Quality & Team

Technical Debt

Foundational

Technical debt is like a loan. You take a shortcut to gain speed now, and you pay later through slower changes and more bugs. A small, planned shortcut can be a useful tool. A shortcut taken blindly, never fixed, and left to grow makes the codebase hard to change. Take shortcuts on purpose, write them down, and pay them back.

Not all debt is equal. Planned, sensible debt is a fair trade-off, for example: "we will ship the simple version now and improve it after launch." This works when you decide it on purpose and record it. Careless or accidental debt is a mess made through haste or lack of knowledge. It has all the cost and none of the benefit. The skill is to tell them apart, choose debt on purpose, and never pretend a shortcut is free.

One line must never be crossed: security and compliance are not negotiable. Cutting a corner on a fail-closed check, tenant isolation, or an audit trail is not debt you can repay later. It is shipping a vulnerability. It is fine to make speed-versus-quality trade-offs openly.
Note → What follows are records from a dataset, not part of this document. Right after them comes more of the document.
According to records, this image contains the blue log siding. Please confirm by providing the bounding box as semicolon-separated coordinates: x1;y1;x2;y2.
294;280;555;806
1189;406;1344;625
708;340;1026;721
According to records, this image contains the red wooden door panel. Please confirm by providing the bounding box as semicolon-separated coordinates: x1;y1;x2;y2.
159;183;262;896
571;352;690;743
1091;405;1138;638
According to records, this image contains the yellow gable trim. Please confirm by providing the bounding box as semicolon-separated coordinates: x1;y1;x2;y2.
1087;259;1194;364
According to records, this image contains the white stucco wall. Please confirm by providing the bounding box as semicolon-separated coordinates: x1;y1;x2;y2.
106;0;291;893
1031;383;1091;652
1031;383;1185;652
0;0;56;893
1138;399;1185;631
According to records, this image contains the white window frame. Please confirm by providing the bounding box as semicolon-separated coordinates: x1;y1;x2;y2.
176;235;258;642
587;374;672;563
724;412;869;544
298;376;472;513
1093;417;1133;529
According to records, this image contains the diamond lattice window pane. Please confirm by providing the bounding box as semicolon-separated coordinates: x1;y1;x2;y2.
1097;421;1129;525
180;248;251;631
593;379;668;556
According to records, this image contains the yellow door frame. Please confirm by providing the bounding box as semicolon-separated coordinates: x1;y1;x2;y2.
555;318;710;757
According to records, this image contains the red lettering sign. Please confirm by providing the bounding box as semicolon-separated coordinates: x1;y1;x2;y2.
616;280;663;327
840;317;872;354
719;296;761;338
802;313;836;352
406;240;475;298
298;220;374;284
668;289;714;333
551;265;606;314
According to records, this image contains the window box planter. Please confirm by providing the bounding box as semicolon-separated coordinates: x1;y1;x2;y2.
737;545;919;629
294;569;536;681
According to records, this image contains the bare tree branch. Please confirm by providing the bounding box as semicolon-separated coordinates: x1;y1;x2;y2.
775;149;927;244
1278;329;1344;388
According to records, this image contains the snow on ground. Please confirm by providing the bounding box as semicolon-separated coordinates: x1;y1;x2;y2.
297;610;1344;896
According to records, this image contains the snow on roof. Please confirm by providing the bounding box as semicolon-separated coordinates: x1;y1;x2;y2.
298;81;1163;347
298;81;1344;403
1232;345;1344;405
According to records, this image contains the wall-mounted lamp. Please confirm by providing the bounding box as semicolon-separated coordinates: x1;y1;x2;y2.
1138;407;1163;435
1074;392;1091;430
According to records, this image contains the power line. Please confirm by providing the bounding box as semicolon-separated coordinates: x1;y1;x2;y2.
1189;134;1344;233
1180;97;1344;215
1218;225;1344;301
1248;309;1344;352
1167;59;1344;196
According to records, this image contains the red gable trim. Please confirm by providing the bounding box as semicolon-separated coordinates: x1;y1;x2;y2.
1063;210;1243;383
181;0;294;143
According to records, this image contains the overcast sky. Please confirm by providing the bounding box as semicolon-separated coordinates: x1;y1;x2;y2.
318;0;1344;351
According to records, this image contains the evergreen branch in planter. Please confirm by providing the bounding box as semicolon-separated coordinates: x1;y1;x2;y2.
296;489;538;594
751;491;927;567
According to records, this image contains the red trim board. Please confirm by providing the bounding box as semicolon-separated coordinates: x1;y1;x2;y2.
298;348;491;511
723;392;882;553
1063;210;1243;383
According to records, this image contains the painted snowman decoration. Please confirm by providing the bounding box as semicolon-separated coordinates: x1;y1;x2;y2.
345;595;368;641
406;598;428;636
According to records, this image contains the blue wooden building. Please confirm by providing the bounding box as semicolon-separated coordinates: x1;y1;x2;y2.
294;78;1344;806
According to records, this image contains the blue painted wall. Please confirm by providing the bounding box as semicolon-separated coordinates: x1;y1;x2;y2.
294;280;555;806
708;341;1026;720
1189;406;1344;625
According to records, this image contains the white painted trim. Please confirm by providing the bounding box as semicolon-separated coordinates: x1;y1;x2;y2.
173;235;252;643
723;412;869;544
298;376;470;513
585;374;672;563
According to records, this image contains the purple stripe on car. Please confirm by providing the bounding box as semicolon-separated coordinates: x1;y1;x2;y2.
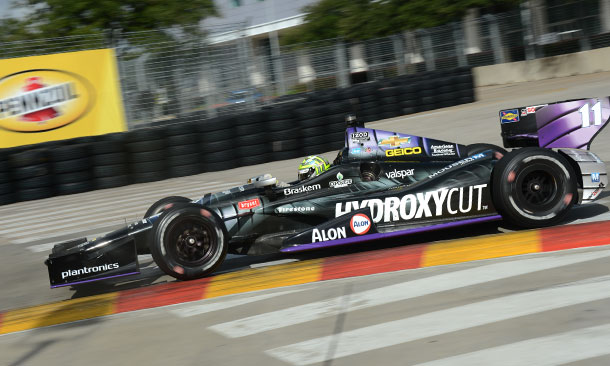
51;272;140;288
280;215;502;253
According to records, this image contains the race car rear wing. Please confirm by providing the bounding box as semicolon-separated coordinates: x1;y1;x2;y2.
500;97;610;150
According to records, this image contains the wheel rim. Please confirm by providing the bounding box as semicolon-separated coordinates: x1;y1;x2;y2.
515;166;559;213
168;217;218;267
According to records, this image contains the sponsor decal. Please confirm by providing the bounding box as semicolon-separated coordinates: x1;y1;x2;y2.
591;173;599;183
61;263;119;280
428;153;485;178
385;146;421;156
385;169;415;179
379;136;411;147
0;70;93;132
284;184;322;196
328;172;352;188
311;227;347;243
237;198;261;210
335;184;488;223
277;206;316;213
430;144;455;156
349;214;371;235
350;132;371;143
500;109;519;123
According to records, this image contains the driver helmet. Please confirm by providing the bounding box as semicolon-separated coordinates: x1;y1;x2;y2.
299;155;330;181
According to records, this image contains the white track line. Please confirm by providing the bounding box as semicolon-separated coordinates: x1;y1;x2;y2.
419;324;610;366
265;276;610;365
209;250;610;338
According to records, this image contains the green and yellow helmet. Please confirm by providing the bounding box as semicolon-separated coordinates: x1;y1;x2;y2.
299;155;330;181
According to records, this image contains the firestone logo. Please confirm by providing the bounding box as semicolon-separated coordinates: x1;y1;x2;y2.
335;184;487;223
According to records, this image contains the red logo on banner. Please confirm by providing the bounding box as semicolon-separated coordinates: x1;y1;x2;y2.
237;198;261;210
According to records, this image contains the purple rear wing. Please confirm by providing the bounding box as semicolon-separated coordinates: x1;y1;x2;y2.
500;97;610;150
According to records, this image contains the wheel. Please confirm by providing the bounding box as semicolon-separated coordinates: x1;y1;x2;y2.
491;148;577;228
136;196;191;254
466;144;506;156
150;203;228;280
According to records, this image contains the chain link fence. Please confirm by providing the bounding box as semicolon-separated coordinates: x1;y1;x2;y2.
0;0;610;129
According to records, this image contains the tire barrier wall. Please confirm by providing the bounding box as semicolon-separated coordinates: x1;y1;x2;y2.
0;68;474;205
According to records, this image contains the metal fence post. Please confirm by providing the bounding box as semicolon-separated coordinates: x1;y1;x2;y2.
452;22;468;67
521;1;536;60
269;31;286;95
416;29;436;71
335;41;350;88
483;14;506;64
392;34;407;75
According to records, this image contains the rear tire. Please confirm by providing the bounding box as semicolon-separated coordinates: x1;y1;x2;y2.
150;203;228;280
492;148;577;228
136;196;191;254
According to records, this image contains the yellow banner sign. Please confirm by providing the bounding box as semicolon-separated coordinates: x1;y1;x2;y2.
0;49;125;148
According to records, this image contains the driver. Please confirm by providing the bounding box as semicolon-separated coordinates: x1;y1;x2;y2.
299;155;330;182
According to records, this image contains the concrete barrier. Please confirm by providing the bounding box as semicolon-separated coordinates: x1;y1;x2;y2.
473;47;610;87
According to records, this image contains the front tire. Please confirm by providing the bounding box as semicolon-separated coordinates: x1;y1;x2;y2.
492;148;577;228
150;203;228;280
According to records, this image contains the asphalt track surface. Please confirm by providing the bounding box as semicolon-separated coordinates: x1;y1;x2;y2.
0;73;610;365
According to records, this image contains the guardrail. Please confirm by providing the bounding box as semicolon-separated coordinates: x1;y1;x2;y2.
0;68;474;205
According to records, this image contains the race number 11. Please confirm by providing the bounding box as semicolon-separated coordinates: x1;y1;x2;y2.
578;102;602;127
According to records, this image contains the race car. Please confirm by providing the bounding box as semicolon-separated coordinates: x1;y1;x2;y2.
45;98;610;287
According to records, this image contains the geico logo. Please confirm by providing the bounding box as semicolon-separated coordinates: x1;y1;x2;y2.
61;263;119;280
311;227;347;243
335;184;487;223
284;184;322;196
385;146;421;156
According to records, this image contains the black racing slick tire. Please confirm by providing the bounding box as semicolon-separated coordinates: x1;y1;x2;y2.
136;196;191;254
491;147;577;228
150;203;228;280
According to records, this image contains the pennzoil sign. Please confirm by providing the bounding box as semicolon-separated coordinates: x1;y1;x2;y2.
0;70;94;132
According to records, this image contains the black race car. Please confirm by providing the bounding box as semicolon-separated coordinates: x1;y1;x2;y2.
45;98;610;287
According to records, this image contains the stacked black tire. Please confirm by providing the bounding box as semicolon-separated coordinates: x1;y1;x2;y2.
9;145;54;201
90;133;130;189
0;151;16;205
126;128;169;183
165;123;203;178
265;104;303;160
50;143;93;195
198;116;239;172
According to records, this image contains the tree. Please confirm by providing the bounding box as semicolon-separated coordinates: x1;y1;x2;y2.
15;0;218;37
283;0;521;44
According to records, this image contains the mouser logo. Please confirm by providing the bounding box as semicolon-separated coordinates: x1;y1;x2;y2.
311;227;347;243
430;144;455;156
335;184;487;223
385;169;415;178
284;184;322;196
61;263;119;280
428;153;485;178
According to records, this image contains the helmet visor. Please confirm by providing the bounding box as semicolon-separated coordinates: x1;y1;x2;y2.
299;168;315;180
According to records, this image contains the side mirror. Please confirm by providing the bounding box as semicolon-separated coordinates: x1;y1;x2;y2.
248;174;277;188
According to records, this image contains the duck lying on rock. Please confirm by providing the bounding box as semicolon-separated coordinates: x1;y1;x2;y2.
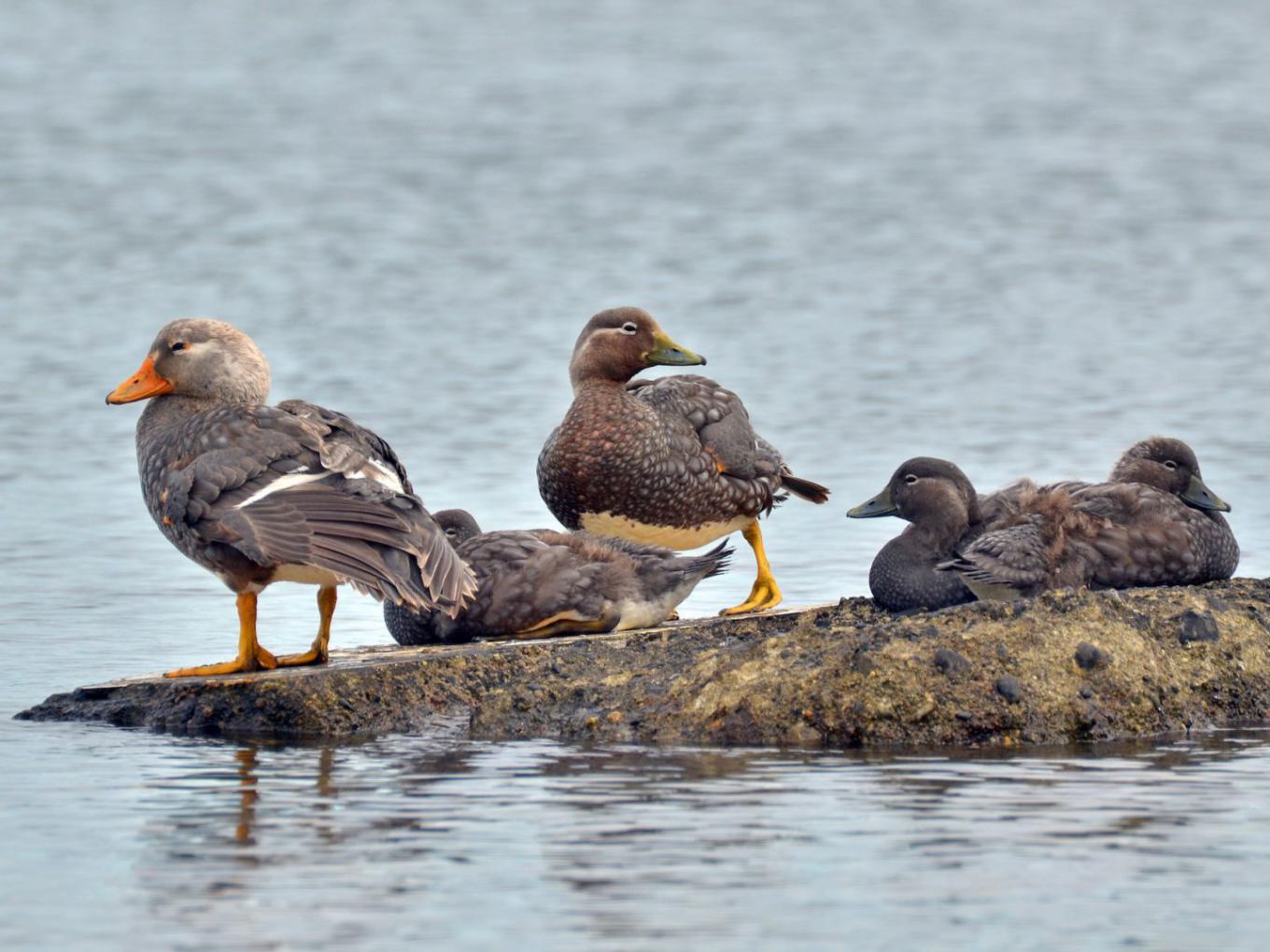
384;509;731;645
938;437;1239;599
847;455;1003;612
106;318;476;678
539;307;829;614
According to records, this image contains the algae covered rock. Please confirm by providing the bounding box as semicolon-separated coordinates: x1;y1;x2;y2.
19;579;1270;748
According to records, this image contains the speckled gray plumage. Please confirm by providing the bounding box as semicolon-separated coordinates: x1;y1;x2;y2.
539;374;797;528
384;511;731;645
945;437;1239;596
854;457;1002;612
124;318;475;610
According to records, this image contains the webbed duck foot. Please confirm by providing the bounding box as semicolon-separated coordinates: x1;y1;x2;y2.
719;521;781;616
719;575;781;616
512;612;614;641
278;638;331;667
278;588;335;667
162;592;278;678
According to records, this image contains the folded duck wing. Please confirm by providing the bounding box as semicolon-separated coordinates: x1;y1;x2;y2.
162;401;475;613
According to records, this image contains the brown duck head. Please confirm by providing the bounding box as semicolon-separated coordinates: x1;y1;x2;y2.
106;317;269;403
431;509;480;547
847;455;980;533
569;307;706;388
1111;437;1231;512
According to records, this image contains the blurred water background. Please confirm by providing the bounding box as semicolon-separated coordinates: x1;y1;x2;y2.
0;0;1270;948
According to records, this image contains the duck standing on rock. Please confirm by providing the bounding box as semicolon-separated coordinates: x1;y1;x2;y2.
106;318;476;678
847;455;999;612
384;509;731;645
539;307;829;614
938;437;1239;599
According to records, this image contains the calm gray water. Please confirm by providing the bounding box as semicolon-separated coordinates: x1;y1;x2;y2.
0;0;1270;948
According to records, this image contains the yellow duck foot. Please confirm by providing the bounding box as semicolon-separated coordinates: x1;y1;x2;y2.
512;610;614;641
719;519;781;616
162;592;278;678
278;638;331;667
162;645;279;678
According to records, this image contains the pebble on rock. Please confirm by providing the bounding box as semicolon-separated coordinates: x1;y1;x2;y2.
992;674;1023;705
1076;641;1111;671
935;648;971;678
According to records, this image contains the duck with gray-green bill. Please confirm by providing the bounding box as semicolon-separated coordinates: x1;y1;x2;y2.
938;437;1239;599
847;455;999;612
384;509;731;645
539;307;829;614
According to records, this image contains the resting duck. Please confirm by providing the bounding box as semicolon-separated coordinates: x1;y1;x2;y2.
939;437;1239;599
106;318;476;678
384;509;731;645
539;307;829;614
847;455;1002;612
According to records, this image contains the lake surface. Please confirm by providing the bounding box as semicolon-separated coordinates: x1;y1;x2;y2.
0;0;1270;948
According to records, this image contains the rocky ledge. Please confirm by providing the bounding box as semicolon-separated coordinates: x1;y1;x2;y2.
18;579;1270;748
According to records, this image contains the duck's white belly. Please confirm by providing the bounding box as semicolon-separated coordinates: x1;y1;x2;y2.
269;565;340;586
582;512;753;550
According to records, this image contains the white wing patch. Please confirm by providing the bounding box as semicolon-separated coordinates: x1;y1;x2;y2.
233;466;331;509
349;458;405;493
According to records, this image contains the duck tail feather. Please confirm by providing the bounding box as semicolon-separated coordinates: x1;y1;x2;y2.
781;469;829;505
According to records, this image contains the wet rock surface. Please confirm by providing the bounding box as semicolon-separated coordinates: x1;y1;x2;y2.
19;579;1270;748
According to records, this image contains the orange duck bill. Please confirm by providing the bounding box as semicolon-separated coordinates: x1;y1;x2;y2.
106;356;172;403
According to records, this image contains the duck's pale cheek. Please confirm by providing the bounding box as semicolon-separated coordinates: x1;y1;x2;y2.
106;357;173;403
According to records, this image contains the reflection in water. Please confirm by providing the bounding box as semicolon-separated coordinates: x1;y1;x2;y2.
0;0;1270;949
114;731;1270;948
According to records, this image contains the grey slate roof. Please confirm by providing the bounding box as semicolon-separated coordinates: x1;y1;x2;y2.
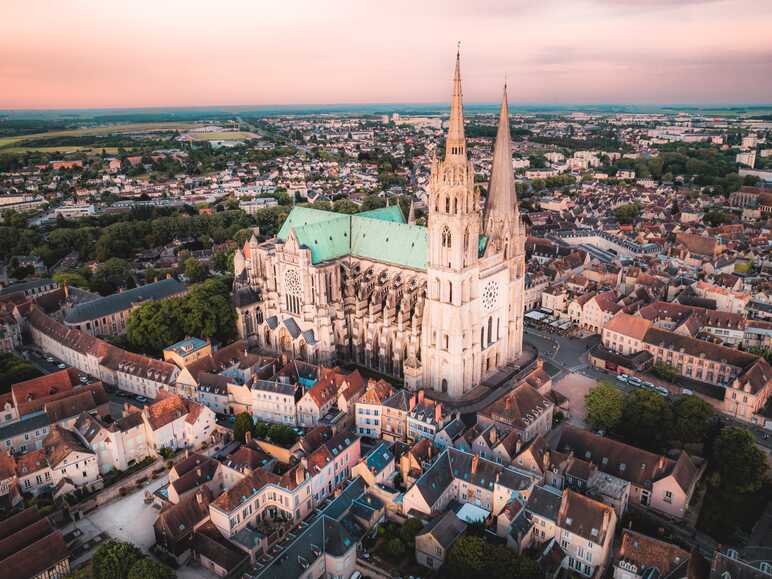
64;279;186;324
525;486;563;522
0;413;51;440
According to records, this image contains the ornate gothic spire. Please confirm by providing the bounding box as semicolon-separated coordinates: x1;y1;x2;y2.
485;84;518;232
445;42;466;161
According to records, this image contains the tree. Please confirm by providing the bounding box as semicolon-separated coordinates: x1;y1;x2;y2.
616;390;673;452
651;362;678;382
51;271;89;289
91;540;142;579
445;535;485;579
233;412;255;442
713;427;769;494
128;557;177;579
614;203;641;225
672;395;715;443
385;537;406;561
360;195;386;211
0;352;42;394
584;382;625;432
332;198;359;215
185;257;209;283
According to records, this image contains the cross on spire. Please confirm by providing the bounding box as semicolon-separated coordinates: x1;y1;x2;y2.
445;41;466;161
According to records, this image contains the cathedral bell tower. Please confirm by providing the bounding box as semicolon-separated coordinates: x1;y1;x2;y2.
421;53;481;398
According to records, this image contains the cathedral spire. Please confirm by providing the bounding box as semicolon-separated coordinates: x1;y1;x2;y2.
485;84;517;225
445;42;466;161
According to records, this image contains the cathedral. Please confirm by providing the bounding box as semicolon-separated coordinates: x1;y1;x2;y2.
233;55;525;398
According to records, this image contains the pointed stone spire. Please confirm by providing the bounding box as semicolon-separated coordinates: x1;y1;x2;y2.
445;42;466;161
485;84;518;231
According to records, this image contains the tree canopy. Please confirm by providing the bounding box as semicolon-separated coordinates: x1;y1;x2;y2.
126;277;236;356
713;427;769;494
91;540;143;579
585;382;625;432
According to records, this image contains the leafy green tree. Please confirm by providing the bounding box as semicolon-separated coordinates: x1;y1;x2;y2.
651;362;678;382
51;271;89;289
672;395;715;443
384;537;407;561
360;195;386;211
233;412;255;442
614;203;641;225
91;540;143;579
180;257;209;283
616;390;673;452
0;352;42;394
444;535;485;579
713;427;769;494
332;198;359;215
128;557;177;579
584;382;625;432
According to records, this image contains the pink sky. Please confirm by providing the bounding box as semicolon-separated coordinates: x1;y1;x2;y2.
0;0;772;108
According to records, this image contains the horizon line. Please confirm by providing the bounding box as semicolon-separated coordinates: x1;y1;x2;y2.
0;101;772;114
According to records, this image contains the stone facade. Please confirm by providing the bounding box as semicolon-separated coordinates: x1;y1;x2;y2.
234;52;525;398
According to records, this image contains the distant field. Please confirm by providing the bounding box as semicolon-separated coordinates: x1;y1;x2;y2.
0;146;125;155
0;123;201;150
185;131;257;141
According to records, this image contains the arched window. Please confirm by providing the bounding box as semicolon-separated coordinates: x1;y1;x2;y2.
442;225;451;247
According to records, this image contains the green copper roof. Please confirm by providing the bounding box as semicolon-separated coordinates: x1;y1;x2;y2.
278;206;427;271
357;205;405;223
477;235;488;257
351;215;427;271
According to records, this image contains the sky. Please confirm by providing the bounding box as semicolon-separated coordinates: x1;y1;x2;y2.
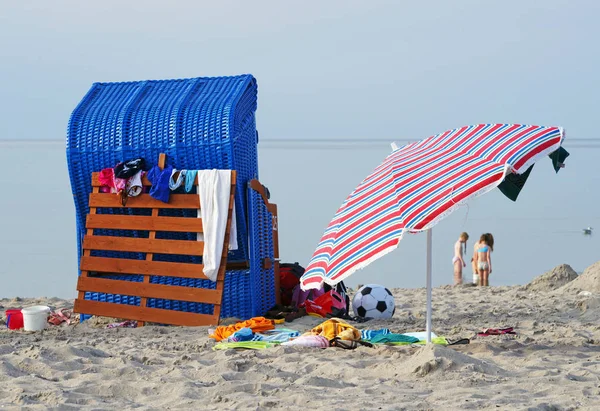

It is never fine to weaken a control quietly to hit a date.

Borrow deliberately

Keep debt on the right side of the line

A vulnerability in disguise // temporarily skip the screening check to hit the demo deadline
// catch { /* ignore */ } then approve anyway

This is not a shortcut to repay later. It is a fail-open AML control that approves customers with no screening. You must raise it and refuse it, not record it as 'tech debt'.

Legitimate debt, recorded and bounded // TODO(JIRA-1234): MVP uses a synchronous call to the report builder.
// Acceptable for launch volumes; move to a background job before we
// onboard tenants over ~10k customers. Owner: payments team.

A deliberate trade-off with a reason, a limit, a ticket, and an owner. This is debt used as a tool: visible and repayable.

Self-review checklist

Why it matters: Unmanaged technical debt is the quiet reason teams slow down. Every change gets harder and riskier until nobody can move safely. Managed on purpose, debt is a fair tool for moving fast when it counts. The one hard rule is that security and compliance are never the corner you cut. That is not a shortcut; it is shipping a breach.